L'Arabie saoudite accepte un contrat d'armement dans le cadre de son rapprochement avec la Russie
El Príncipe Khalid firmó el acuerdo junto al Coronel General Alexander Fomin PHOTO/ Twitter: @kbsalsaud

PHOTO/ Twitter: @kbsalsaud  -   Le Prince Khalid a signé l'accord avec le Colonel Général Alexander Fomin

Profitant du vide de pouvoir laissé au Moyen-Orient par la Maison Blanche, avec la sortie d'Afghanistan, l'intervention militaire de la Russie en Syrie, les tensions entre l'Arabie saoudite et l'Iran, la guerre au Yémen... le Kremlin devient un arbitre incontournable dans la région, et dans le cadre de sa poussée géopolitique, Moscou cherche à renforcer la coopération bilatérale avec Riyad tout en rapprochant les positions politiques avec les différents acteurs régionaux.

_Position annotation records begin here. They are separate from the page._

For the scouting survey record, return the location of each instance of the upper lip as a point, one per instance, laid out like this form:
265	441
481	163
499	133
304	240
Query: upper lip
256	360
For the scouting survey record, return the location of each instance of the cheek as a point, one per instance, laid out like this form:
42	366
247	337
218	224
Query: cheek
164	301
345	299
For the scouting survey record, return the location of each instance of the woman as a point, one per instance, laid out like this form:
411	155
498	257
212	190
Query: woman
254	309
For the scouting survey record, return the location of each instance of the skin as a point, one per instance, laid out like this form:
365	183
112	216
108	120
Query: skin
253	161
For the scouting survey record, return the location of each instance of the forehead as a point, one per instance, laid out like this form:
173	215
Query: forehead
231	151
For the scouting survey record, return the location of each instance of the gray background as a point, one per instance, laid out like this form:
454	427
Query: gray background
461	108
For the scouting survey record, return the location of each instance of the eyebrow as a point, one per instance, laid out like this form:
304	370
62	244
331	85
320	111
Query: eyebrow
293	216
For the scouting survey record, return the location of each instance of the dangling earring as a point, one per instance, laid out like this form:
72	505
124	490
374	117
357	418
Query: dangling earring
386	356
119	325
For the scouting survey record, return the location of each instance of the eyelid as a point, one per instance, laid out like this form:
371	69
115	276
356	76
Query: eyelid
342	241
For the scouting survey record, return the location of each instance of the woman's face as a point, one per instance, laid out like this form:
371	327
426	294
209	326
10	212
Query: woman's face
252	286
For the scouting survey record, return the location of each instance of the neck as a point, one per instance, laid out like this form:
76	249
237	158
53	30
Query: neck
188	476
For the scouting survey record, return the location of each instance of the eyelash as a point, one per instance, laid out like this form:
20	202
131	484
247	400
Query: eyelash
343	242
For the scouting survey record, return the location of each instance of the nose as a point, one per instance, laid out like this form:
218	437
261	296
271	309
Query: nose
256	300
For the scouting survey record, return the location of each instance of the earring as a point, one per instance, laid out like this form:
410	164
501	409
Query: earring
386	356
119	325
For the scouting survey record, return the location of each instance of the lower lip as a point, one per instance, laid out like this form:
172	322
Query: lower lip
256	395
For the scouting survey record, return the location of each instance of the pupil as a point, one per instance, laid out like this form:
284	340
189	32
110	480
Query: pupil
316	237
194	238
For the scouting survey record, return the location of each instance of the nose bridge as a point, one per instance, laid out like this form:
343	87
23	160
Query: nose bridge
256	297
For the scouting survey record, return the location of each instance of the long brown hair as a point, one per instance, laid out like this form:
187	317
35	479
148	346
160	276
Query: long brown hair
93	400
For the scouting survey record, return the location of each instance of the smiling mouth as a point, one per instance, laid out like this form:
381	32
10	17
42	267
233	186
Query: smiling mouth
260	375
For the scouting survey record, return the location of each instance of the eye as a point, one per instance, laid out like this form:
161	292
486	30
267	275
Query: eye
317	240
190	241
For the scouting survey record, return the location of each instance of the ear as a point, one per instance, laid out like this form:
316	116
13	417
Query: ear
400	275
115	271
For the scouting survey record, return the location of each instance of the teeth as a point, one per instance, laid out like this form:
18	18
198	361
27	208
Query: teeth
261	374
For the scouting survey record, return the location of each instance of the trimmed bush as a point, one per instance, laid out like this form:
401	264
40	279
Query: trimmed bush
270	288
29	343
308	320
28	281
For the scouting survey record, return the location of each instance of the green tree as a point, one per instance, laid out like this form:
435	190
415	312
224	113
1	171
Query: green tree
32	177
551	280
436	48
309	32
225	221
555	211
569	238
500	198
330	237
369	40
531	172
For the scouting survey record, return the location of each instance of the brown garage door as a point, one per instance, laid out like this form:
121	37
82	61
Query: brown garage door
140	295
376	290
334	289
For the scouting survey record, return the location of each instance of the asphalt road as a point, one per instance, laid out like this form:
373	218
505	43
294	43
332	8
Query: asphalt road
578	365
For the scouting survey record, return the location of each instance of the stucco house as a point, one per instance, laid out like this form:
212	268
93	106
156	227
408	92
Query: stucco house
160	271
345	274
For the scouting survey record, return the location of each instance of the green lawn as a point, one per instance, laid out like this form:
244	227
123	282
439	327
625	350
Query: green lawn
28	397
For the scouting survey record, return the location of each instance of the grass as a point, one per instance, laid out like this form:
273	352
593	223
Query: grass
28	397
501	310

Le Kremlin profite de la crise de confiance mondiale envers les États-Unis, provoquée par leur retrait d'Afghanistan, pour démontrer son hégémonie militaire et prendre le relais de Washington, en cherchant à créer un nouvel ordre régional. Lors de la septième édition du forum militaro-technique international Army 2021, la plus grande exposition statique et dynamique de systèmes d'armes et d'équipements de défense du complexe militaro-industriel aéroterrestre et naval de la Fédération de Russie, le vice-ministre de la défense du Royaume d'Arabie saoudite, le prince Khalid bin Salman, a annoncé un accord visant à développer la coopération militaire conjointe entre les deux pays, qu'il a signé avec son homologue russe, le colonel général Alexander Fomin. Le vice-ministre a également rencontré Sergey Shoygu, le ministre russe de la défense, et a discuté des moyens de renforcer la coopération militaire entre les deux nations.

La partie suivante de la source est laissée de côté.